I'm no linguist (elec eng w/ neural net studies), but I would argue that the ability to perceive concatenated sentences like that is a function of the ability of the brain/eye to focus on a particular range and filter out "distractions" (letters to the left and right). Padding our words with spaces helps the brain to quicker define the focus boundaries, after which we can process the text range for meaning...
I imagine the brain's focus as little perception boxes, scanning up and down the concatenated sentence until enough symbols are aligned to fire a recognition signal... As I read your post above, I find my eyes darting about a little more, actually darting to the center of the "word" once recognition is made.

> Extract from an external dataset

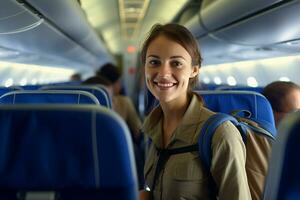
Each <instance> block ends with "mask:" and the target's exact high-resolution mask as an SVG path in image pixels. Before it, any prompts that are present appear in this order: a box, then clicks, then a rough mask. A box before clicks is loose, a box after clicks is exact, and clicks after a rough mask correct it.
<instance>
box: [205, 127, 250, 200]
mask: <svg viewBox="0 0 300 200" xmlns="http://www.w3.org/2000/svg"><path fill="white" fill-rule="evenodd" d="M245 165H246V149H245V145H244V143H243V140H242V137H241V135H240V133H239V132H238V130H237V129H236V128H235V126H234V125H233V124H232V123H230V122H225V123H224V124H222V125H221V126H220V127H218V128H217V130H216V133H215V135H214V137H213V141H212V165H211V173H212V176H213V178H214V180H215V182H216V184H217V187H218V190H219V199H220V200H223V199H224V200H227V199H233V200H236V199H243V200H248V199H251V194H250V190H249V186H248V181H247V174H246V169H245Z"/></svg>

runonsentencewithlowercase -- here's your letter by letter scan "mode"
runonsentencewithcoloring -- slightly easier to define word boundaries by color
runonSENTENCEwithuppercase -- it's easier to locate the word SENTENCE because we perceive a boundary beween small letters and upper letters.
runo nsente ncewit hbads pacing -- pain in the ass, but we still comprehend
run on sentence with lowercase -- whitespace speeds compehension.